Step 3: Acknowledge the Dependant’s Relief Claim
If a claim is filed against the estate, you must properly respond through the court system. The disabled child’s lawyer will submit evidence of their monthly medical costs, housing expenses, and ODSP limitations. 📈 As the executor, you must provide a full, sworn accounting of the estate’s total value. The primary goal is to determine how much money is actually required to support the child adequately without draining the entire estate unnecessarily.
Step 4: Negotiate a Henson Trust Arrangement
To protect the child’s vital ODSP benefits, granting a lump sum cash inheritance is usually a terrible idea. Instead, most applicants in this province negotiate a settlement where a specific portion of the estate is placed into a legally drafted Henson Trust. A Henson Trust gives the trustee absolute discretion over payouts, meaning the capital does not count as an asset against the strict provincial ODSP limits. This satisfies the legal requirement for support while preserving their government benefits.
Step 5: Obtain a Final Court Order and Distribute
Any settlement altering a Will to support a disabled person must be thoroughly reviewed and approved by a judge. Once the Superior Court of Justice reviews the Henson Trust arrangement and signs the final order, you can safely fund the trust and distribute the remaining assets to the original heirs. 💰
How Much Does it Cost in Ontario?
Resolving an estate dispute involving a disabled dependent involves specific legal and administrative costs. As of May 2026, you should anticipate these typical expenses in CAD: 💵
| Service / Expense | Estimated Cost (CAD) |
|---|---|
| Notice of Application (Court Fee) | $243 |
| Estate Litigation Lawyer Fees | $400 – $800+ per hour |
| Drafting a Henson Trust | $1,500 – $3,500 |
| Corporate Trustee Fees (if hired) | 1% to 3% of trust assets annually |
How Long Does the Process Take?
You must rigorously observe a mandatory 6-month waiting period after probate before any money is moved. 📅 If a dependant’s relief claim is filed, negotiating a settlement and setting up a Henson Trust typically takes an additional 8 to 14 months. If the other beneficiaries stubbornly refuse to compromise and force a full trial, the process can easily drag on for over two years in the Ontario court system.

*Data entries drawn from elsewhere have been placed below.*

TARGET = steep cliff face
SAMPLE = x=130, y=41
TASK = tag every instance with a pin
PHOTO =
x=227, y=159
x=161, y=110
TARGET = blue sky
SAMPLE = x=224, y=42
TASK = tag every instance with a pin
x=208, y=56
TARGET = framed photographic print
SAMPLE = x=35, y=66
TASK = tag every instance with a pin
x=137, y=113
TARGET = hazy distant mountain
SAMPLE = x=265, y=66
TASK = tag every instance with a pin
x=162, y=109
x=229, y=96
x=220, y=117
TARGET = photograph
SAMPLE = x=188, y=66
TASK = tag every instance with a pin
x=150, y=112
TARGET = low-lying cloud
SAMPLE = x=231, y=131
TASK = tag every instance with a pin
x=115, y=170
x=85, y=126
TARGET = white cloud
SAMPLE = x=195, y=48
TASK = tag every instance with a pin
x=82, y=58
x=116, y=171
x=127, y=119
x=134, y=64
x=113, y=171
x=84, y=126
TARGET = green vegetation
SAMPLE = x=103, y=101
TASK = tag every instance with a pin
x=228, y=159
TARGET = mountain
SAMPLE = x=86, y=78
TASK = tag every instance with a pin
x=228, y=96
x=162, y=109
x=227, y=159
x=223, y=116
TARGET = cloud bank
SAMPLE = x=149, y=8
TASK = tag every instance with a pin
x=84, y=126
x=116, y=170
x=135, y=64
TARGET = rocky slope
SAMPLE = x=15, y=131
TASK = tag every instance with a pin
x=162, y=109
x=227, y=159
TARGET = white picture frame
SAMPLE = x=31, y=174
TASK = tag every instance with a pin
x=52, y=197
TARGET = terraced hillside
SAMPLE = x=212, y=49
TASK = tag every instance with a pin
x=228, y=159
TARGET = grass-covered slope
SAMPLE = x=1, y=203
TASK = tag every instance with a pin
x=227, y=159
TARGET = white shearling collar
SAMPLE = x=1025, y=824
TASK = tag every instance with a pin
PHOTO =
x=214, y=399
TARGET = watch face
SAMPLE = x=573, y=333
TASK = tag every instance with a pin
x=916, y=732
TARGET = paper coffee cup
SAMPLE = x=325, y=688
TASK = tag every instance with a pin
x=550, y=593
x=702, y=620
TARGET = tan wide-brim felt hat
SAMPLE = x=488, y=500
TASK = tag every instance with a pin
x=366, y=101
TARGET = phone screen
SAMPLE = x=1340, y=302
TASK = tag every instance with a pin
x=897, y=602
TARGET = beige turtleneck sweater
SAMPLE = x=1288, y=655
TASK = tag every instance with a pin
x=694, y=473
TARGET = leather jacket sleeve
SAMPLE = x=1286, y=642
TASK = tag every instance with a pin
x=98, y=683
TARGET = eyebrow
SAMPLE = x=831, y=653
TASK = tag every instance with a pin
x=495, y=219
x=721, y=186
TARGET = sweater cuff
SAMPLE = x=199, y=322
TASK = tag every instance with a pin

Frequently Asked Questions (FAQ)
Can a parent legally disinherit a disabled child in Ontario?
Generally, no. While a parent can write whatever they want in their Will, the Succession Law Reform Act allows a disabled dependent to challenge the Will and demand a fair share of the estate for their ongoing care and maintenance.
What happens to their ODSP if they inherit cash directly?
If a disabled child receives a direct cash inheritance that exceeds the provincial asset limits (currently $40,000 for a single person on ODSP), their monthly government cheques will be suspended until the money is spent down on approved expenses.
What exactly is a Henson Trust?
A Henson Trust is a specialized legal structure where the trustee has absolute discretion over when and how much money is given to the beneficiary. Because the disabled person cannot legally demand the money, the government does not count it as their personal asset.
Who pays the lawyer fees for the disabled child?
In many dependant’s relief cases, the court will order that the disabled child’s reasonable legal fees be paid out of the estate itself, meaning the other beneficiaries indirectly bear the cost of the litigation.
Can I resign as executor if this is too complicated?
Yes. If you have not yet started dealing with the estate assets (a concept known as intermeddling), you can formally renounce your role as executor. If you have already started, you must apply to the court to be formally removed.